Absolute return is simply the return on a particular asset, portfolio or investment. The return that an asset achieves over a certain period of time. This measure looks at the appreciation or depreciation (expressed as a percentage) that an asset – usually a stock or a mutual fund – achieves over a given period of time.
Relative return is the difference between the absolute return and a market, index or alternative investment. The return that an asset achieves over a period of time compared to a benchmark.
Absolute return differs from relative return because it is concerned with the return of a particular asset and does not compare it to any other measure or benchmark.

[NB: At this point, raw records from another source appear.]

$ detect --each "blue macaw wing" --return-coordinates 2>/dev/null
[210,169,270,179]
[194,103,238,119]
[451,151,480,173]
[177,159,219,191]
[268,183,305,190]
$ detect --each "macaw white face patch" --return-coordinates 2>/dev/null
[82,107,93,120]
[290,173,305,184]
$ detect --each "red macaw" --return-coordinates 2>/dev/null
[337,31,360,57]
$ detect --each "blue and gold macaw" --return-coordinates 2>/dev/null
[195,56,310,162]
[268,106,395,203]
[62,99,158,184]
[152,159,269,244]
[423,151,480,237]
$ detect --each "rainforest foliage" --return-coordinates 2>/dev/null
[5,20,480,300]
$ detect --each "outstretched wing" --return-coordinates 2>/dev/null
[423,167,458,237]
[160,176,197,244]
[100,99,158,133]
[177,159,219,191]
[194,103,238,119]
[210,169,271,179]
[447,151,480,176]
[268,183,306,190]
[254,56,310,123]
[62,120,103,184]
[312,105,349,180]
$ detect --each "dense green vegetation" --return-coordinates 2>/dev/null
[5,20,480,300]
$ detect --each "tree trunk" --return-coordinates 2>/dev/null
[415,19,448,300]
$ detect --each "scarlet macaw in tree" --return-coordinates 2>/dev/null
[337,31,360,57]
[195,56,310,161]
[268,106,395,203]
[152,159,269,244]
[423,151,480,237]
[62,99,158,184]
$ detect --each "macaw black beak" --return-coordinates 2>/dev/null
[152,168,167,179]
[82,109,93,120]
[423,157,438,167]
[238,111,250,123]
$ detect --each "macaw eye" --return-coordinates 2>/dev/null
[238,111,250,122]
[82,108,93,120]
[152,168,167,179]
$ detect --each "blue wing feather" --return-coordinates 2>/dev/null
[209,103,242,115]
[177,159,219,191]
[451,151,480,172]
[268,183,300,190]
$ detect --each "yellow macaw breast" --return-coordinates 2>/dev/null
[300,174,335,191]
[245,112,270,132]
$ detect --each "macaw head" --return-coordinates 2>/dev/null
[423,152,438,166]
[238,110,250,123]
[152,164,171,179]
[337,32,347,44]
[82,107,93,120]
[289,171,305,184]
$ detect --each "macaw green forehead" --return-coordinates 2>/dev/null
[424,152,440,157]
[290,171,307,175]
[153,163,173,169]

Why is it important to distinguish between absolute and relative returns? The answer is that investments do not exist in a vacuum; a return on investment means nothing if it is not compared to an alternative. For example, a mutual fund manager may promise a 10% absolute return, but if the S&P 500 appreciates at rate of 15%, then that fund manager is not so hot. You could just as easily (and for less expense) invest in a passive S&P 500 tracking stock that mimics the S&P 500 stock index and outperform the mutual fund by 5%.
Relative return provides a context for a promise by any money manager. Sure it is great for a portfolio to return a high percentage, but what is the greater market achieving? It is only worthwhile to put your money in the hands of a manager who can achieve a greater return than the market, otherwise what are you paying him for?!